The company that develops a transmission that can take a 36MPG car and transform it into a 60MPG car will have the entire free world BEGGING them for business... i.e. it's not going to happen. There just isn't that much ineficiency in a car's drivetrain to expect 80% mileage improvements.

The only efficiency gains that 7spd DSG could offer over the ECO MT setup would be if it has a taller overall drive ratio in 7th gear that allowed the engine to spin slower while cruising (on the highway, anyways). This would cause a coresponding reduction in top gear acceleration which is something the journalists are already bringing up as an issue with the ECO. True, the DSG could execute a very brief downshift if required, but if that top gear was much taller than the Eco's it would be downshifting all the time!
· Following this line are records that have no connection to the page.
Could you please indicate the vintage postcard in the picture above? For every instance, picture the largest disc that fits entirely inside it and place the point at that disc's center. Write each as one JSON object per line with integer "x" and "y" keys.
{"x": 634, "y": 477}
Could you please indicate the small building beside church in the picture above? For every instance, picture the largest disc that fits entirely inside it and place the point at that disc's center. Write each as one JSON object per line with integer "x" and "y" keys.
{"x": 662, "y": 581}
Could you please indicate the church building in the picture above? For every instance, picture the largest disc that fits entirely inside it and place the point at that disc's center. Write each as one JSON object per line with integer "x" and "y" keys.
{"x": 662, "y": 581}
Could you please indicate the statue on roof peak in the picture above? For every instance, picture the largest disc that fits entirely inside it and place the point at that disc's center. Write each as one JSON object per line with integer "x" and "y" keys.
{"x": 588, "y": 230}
Around town the DSG would offer a consumption reduction, the extent of which could only be guessed at until it's release becomes reality. It definitely won't be a huge increase, but the Cruze doesn't need a huge increase to be the mileage leader.

I'm guessing a DSG would take the mileage of the 1.4T up to 40-41MPG HWY. Toss in all of the ECO bits and it could be 42-43MPG. This is all depending how tall they go with the 7th gear, and the whole discussion is based on whether they decide to go with the DSG at all.


----------



## cruzeman (Mar 13, 2011)

just buy the manual and get 40 plus now!!! hehehe


----------



## Mrk9182 (Apr 8, 2011)

a regular manual is more fun to drive daily and it is alot cheaper to repair if it ever breaks


----------



## Eco (May 13, 2011)

The next thing they should do for a Cruze Eco would be the "E-Assist" option. Which is what is on the LaCrosse I believe, and will be available on the new Malibu.

The Cruze Eco rolls so well, scrubbing off speed sending it to a battery to power an accessory, or give the car some electric motor boost to 15 or so MPH would be very welcome, at a cost of about $1000 to put in a vehicle it's quite a nice option outside of a full on hybrid.

A 7 speed dual clutch will not be more efficient than a stick shift, however it could be as efficient, so for those that enjoy the comfort of an automatic can have Manual like economy and drivetrain loss for a price premium.

However, this is why I bought the cruze with the stick 

GM has other interesting techs in the works including some entropy conversion that could take exhaust manifold heat and develop a DC current from it, this would be helpful in a mild hybrid especially when the engine runs often.

There is still a lot of room to grow in that area seeing how an ICE wastes over 65% of it's energy to heat. Part of the reason why I like a turbocharger, it not only uses the piston to force energy to drive the turbine but the physical expansion of a compressed gas converts heat energy into kinetic energy, and thus heat is lost, and turbine speed is gained.


----------